Darwin Day 2012

By Dan Tang

On Sunday, 12 Feb 2012, the Humanist Society (Singapore) celebrated Darwin Day 2012 at Onepeople.sg. That day was also extraordinarily special as for the very first time, our friends in Malaysia joined us to commemorate Darwin’s 203th birthday together along with two invited distinguished speakers. Altogether, around approximately 80 people turned up for this event.

In the first hour, our first guest speaker, Dr John Elliot, gave a talk on “Can Morality Evolve?”. He addressed the basis for which why moral rules and frameworks are found in all societies and the fallacy that it is in human nature that people would inevitably behave in immoral ways without religious belief. Rather, the positive contribution of religions has been to harness such moral propensities, and direct them beyond immediate communities and family to a more universal ideal.

Dr John Van Wyhe delivered his talk on “Darwin’s life and what his work really achieved” to an enthusiastic audience in the second hour. He cleared the air on what is commonly believed about Darwin, explaining who Darwin really was and outlines what Darwin really said. Both talks accepted questions from the floor which generated lively discussions and laughter.

The progress of the talk was also broadcasted via a webcam to some of our friends in Malaysia who cannot make it to Singapore but simultaneously held a similar Darwin Day celebration in Kuala Lumpur.
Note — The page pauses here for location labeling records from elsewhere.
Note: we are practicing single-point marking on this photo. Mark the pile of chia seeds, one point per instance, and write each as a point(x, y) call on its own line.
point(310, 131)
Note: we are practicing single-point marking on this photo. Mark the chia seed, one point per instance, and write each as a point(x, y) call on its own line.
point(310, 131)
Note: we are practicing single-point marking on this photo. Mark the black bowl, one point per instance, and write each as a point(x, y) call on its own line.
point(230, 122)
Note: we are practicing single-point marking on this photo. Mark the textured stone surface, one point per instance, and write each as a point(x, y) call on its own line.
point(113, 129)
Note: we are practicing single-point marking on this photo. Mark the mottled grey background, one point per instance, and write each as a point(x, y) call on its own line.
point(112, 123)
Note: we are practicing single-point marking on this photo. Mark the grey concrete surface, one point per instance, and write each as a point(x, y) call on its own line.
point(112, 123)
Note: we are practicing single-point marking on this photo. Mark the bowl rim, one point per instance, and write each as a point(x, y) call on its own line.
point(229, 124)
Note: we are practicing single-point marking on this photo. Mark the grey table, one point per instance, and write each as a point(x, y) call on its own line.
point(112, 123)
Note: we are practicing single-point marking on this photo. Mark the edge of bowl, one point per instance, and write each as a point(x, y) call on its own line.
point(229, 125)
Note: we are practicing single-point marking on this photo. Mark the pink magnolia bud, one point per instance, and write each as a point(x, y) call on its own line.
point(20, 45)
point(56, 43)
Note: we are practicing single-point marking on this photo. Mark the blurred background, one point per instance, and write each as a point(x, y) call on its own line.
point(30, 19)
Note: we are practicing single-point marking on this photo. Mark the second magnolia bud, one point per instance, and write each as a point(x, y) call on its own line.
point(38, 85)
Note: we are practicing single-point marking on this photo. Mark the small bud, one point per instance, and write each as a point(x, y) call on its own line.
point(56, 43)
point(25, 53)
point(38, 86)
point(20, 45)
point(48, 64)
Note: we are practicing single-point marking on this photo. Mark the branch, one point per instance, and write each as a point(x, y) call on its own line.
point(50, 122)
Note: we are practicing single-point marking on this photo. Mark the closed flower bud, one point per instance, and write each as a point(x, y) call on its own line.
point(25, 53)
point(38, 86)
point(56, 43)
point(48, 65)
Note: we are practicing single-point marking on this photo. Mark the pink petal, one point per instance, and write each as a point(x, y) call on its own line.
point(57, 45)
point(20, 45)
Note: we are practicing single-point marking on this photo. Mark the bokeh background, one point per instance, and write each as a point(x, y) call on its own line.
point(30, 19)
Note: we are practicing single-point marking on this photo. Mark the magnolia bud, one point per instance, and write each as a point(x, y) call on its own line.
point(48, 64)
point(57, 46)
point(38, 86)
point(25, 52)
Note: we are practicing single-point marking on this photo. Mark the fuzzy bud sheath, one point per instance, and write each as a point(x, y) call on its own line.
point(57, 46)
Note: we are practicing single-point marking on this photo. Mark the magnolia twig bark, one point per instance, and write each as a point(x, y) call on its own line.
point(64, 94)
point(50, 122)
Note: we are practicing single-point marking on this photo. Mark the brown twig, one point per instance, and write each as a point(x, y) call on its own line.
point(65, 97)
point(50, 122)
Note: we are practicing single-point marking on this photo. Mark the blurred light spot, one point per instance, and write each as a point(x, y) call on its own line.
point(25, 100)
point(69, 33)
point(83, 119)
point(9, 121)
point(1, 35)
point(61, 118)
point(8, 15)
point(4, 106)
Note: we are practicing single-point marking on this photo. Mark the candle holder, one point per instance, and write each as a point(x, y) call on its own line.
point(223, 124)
During the intermission between talks, members introduced themselves and interacted with each other over complimentary drinks and light snacks, shared their personal experiences, views on religion and forged some new friendships in a socially casual and relaxing environment.

Before the event closed for the day, Colin, a representative from UM, urged members of the HSS to forge closer links and give moral support to our friends from across the causeway as they, due to different social environment and realities, deal with much greater obstacles of as secular humanists, atheists and agnostics.

After the talk, lucky draws were held and 3 participants walked away with lovely book prizes sponsored by the Humanist Society (Singapore). We also thanked our distinguished speakers by offering them a special commemorative plaque featuring a tiger and a deer which symbolises the constant struggle between life forms in the evolutionary race for survival.

The father of modern evolutionary biology is a figure worth commemorating. His great work, “On the Origins of Species” has not only revolutionized modern biological sciences but also the outlook of many people worldwide, allowing them to understand how life could arise elegantly, without having the need to resort to unsatisfactory supernatural explanation of creation or divinity. We look forward for the next Darwin Day for more exciting things to come.